Description: Python package to assess and improve public speaking for hesistant scientists!
Converser relies on the following core dependencies:
- conda >= 24.11.3 (for environment management)
- Python >= 3.12
All required packages are specified in the Converser.yaml file.
Use the commands below to install the package.

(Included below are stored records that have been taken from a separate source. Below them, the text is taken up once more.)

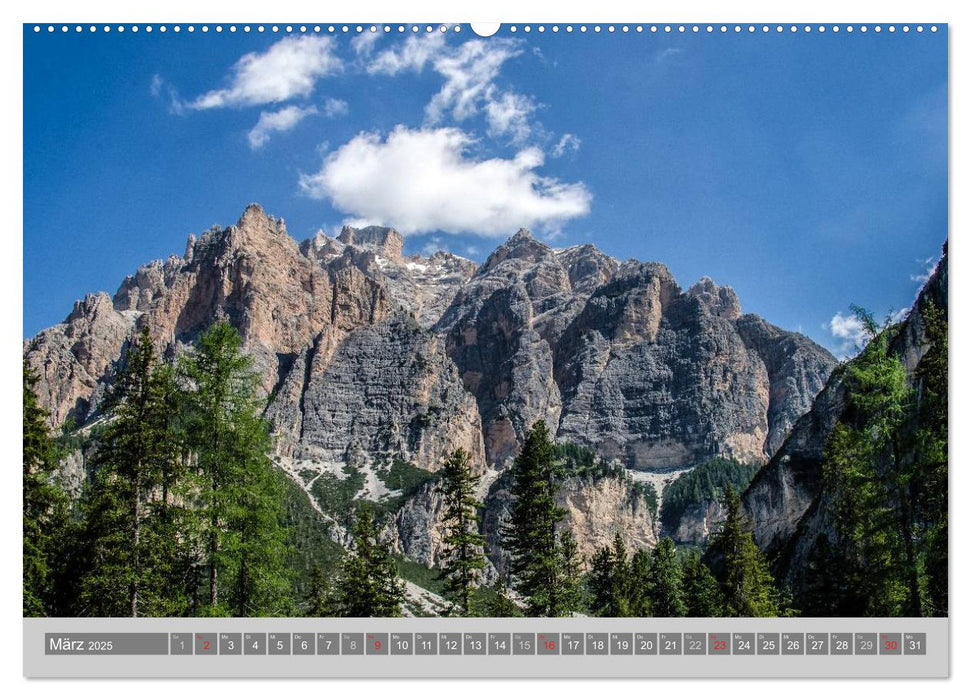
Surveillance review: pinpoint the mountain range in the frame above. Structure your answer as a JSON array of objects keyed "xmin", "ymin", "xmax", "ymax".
[{"xmin": 24, "ymin": 205, "xmax": 837, "ymax": 566}]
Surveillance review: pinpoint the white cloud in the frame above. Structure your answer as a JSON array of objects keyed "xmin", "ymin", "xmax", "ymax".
[
  {"xmin": 367, "ymin": 32, "xmax": 445, "ymax": 75},
  {"xmin": 351, "ymin": 31, "xmax": 381, "ymax": 56},
  {"xmin": 485, "ymin": 92, "xmax": 536, "ymax": 143},
  {"xmin": 425, "ymin": 40, "xmax": 520, "ymax": 124},
  {"xmin": 324, "ymin": 97, "xmax": 349, "ymax": 119},
  {"xmin": 829, "ymin": 311, "xmax": 870, "ymax": 357},
  {"xmin": 188, "ymin": 35, "xmax": 342, "ymax": 109},
  {"xmin": 300, "ymin": 126, "xmax": 591, "ymax": 236},
  {"xmin": 421, "ymin": 236, "xmax": 448, "ymax": 258},
  {"xmin": 247, "ymin": 105, "xmax": 317, "ymax": 150},
  {"xmin": 553, "ymin": 134, "xmax": 580, "ymax": 158},
  {"xmin": 367, "ymin": 32, "xmax": 537, "ymax": 143},
  {"xmin": 910, "ymin": 256, "xmax": 937, "ymax": 285}
]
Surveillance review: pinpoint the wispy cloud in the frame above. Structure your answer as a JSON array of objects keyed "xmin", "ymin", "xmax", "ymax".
[
  {"xmin": 324, "ymin": 97, "xmax": 350, "ymax": 119},
  {"xmin": 654, "ymin": 47, "xmax": 684, "ymax": 66},
  {"xmin": 247, "ymin": 105, "xmax": 317, "ymax": 150},
  {"xmin": 351, "ymin": 31, "xmax": 381, "ymax": 56},
  {"xmin": 910, "ymin": 256, "xmax": 937, "ymax": 285},
  {"xmin": 485, "ymin": 92, "xmax": 536, "ymax": 143},
  {"xmin": 553, "ymin": 134, "xmax": 580, "ymax": 158},
  {"xmin": 187, "ymin": 36, "xmax": 343, "ymax": 109},
  {"xmin": 300, "ymin": 126, "xmax": 591, "ymax": 241},
  {"xmin": 829, "ymin": 311, "xmax": 870, "ymax": 359},
  {"xmin": 367, "ymin": 32, "xmax": 445, "ymax": 76},
  {"xmin": 367, "ymin": 33, "xmax": 538, "ymax": 144}
]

git clone https://github.com/MatthewHiggins2017/Converser.git
cd Converser
conda env create -f Converser.yaml
conda activate CONVERSER
pip install .
Run the analysis script with the following command. The only required argument is the input audio file.
python scripts/Converser_Assess.py -i <path_to_audio_file> [options]Example:
python scripts/Converser_Assess.py -i ./Test/Test_1.m4a -o ./Test/Test_1_Out-i,--input_file: (Required) Path to the input audio file (e.g.,.m4a,.mp3).-o,--output_dir: (Optional) Path to the output directory. Defaults to the current directory (./).-t,--time_window: (Optional) Time window size in seconds for analysis. Defaults to60.--Zero_Shot_Labels: (Optional) Comma-separated list of custom labels for zero-shot emotion analysis. Defaults toconfident,unsure.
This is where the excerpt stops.